In 2002 Canguru incorporated another unit of Jorge Zanatta: the disposable plastic cups and plates. The name Zanatta became well known due to its widespread distribution of these single use products. Canguru has over 3,500 clients for its beer, coffee and water cups around the country. Most of these are companies that buy wholesale. The disposable products are made in a plant in Criciuma, where Canguru is headquartered, and then transported all over the country.

Cutting-edge plastic
When Canguru was founded, back in 1970, it had only 12 employees and was focused only on producing plastic bags for foods as rice and beans. The Zanattas understood they could use their knowledge and machinery for plastic to make other products besides disposable cups and plates.

Ten years passed before Canguru began manufacturing packages for other products as diverse as diapers and cold cuts. Around the same time the company started printing on plastic with eight colors, something fairly new in Brazil then. In 1985, already well established within the food industry, Canguru built its plant in Chapecó to serve the poultry industry. There, it also began producing plastic films to pack cereals.

Nine years later Canguru bought the plant in Pelotas and the cereal packaging business was transferred there. The strong plastic bags used to carry rice that Canguru began producing in Pelotas weren’t much different from the ones used to pack dog food. Soon, Canguru was into that business too.

The more Canguru went into the plastic films business, the more it invested in technology and cutting edge equipment. Today, it is considered one of the most modern plastic packages companies in Brazil.

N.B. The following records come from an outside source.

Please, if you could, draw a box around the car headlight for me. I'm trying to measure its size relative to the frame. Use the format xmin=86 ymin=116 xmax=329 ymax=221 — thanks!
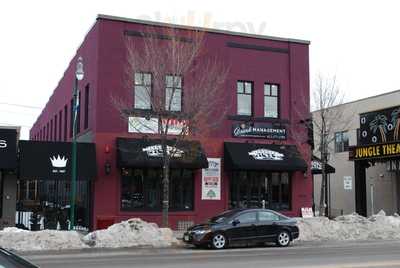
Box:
xmin=193 ymin=229 xmax=211 ymax=235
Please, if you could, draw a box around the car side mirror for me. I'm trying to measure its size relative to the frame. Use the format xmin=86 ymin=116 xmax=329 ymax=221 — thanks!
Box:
xmin=232 ymin=219 xmax=240 ymax=226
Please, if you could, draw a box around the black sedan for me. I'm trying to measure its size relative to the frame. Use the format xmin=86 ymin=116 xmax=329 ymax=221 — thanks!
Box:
xmin=183 ymin=209 xmax=299 ymax=249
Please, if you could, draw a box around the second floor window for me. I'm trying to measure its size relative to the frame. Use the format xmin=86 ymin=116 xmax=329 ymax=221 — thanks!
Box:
xmin=335 ymin=131 xmax=349 ymax=153
xmin=237 ymin=81 xmax=253 ymax=115
xmin=165 ymin=75 xmax=182 ymax=112
xmin=264 ymin=84 xmax=279 ymax=118
xmin=134 ymin=73 xmax=151 ymax=110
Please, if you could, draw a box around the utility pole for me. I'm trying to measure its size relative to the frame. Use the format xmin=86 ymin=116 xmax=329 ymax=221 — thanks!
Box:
xmin=69 ymin=57 xmax=84 ymax=230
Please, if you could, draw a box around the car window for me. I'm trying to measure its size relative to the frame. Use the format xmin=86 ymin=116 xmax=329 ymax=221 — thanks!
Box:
xmin=258 ymin=211 xmax=279 ymax=221
xmin=236 ymin=212 xmax=257 ymax=223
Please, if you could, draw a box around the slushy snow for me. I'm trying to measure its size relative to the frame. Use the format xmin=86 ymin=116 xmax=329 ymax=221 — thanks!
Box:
xmin=297 ymin=210 xmax=400 ymax=241
xmin=0 ymin=218 xmax=178 ymax=251
xmin=0 ymin=211 xmax=400 ymax=251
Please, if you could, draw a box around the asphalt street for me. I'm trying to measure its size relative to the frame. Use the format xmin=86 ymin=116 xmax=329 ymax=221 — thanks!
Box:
xmin=23 ymin=241 xmax=400 ymax=268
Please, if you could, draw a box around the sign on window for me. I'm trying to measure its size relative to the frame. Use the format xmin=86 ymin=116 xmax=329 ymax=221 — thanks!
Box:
xmin=343 ymin=176 xmax=353 ymax=190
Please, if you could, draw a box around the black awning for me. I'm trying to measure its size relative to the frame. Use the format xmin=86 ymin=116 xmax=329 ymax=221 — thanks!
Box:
xmin=224 ymin=142 xmax=307 ymax=171
xmin=0 ymin=129 xmax=17 ymax=169
xmin=19 ymin=141 xmax=97 ymax=180
xmin=117 ymin=138 xmax=208 ymax=169
xmin=311 ymin=155 xmax=336 ymax=175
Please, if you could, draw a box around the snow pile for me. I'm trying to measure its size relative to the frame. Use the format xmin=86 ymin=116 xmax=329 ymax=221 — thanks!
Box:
xmin=297 ymin=211 xmax=400 ymax=241
xmin=0 ymin=219 xmax=178 ymax=251
xmin=82 ymin=218 xmax=177 ymax=248
xmin=0 ymin=227 xmax=87 ymax=251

Proof of that is the prize Canguru was awarded last year. The company, in association with Braskem, a Brazilian plastic resins manufacturer, developed a machine that can produce up to 140,000 plastic cups per hour. According to the company, the closest competing machine costs around $1.6 million and has a maximum production capacity of 100,000 cups per hour. The breakthrough rendered Canguru the “Technological Innovation” prize offered by Finep, a Brazilian think-tank and technology incubator.

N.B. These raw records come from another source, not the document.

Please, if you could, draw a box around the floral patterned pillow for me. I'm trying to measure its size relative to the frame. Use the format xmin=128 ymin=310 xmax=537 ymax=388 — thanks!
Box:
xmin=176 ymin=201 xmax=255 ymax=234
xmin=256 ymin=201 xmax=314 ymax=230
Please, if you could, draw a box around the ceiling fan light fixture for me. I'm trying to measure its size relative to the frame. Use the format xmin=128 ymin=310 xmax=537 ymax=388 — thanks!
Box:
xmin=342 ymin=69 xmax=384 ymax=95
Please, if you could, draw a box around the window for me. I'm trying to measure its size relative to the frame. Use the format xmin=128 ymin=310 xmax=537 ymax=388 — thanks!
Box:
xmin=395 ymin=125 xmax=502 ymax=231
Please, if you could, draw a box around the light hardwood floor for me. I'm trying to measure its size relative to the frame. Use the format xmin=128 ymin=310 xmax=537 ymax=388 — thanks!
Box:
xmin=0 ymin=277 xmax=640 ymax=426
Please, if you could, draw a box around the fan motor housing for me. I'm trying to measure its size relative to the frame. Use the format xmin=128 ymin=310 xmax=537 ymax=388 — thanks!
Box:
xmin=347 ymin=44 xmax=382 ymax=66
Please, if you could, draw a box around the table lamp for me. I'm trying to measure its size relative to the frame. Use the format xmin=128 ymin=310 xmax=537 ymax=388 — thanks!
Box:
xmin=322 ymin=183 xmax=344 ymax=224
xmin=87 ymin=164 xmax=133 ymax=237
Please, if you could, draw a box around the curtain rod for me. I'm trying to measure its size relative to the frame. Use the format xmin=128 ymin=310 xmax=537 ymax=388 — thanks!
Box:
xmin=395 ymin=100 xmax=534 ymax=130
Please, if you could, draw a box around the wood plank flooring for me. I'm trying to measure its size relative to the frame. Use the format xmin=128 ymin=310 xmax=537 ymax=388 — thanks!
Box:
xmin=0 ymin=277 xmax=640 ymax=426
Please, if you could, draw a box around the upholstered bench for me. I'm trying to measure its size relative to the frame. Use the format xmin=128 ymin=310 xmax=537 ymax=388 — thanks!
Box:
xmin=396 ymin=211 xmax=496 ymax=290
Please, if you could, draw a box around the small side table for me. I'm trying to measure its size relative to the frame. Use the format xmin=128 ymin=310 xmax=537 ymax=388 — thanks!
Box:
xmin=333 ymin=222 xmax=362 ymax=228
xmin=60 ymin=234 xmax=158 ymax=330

New structure, increased profitability
A restructuring that merged the disposable plastic cups and the plastic packages and films division was driven out of Canguru’s desire to capture more synergies. Though the products made by both formerly separate divisions used the same materials, there were, for example, two fully staffed procurement offices. Uniting them, according to Schulz, not only saved the company money with employees, it increased Canguru’s bargaining power with suppliers.

The new Canguru is responsible for about two thirds of the revenue of its holding company, Grupo Jorge Zanatta. In exact figures, that means this part of the company had revenue of BRL 230 million in 2005, while the remaining division, which makes water storage tanks for homes, generated BRL 109 million in revenue for Grupo Jorge Zanatta. Within Canguru, plastic packages for personal hygiene products is the most important division, and it alone responds for 55 percent of Canguru’s overall revenue.
Because of all of this diversity and activity Canguru has become one of the most important suppliers in Brazil and will no doubt continue this position for years to come.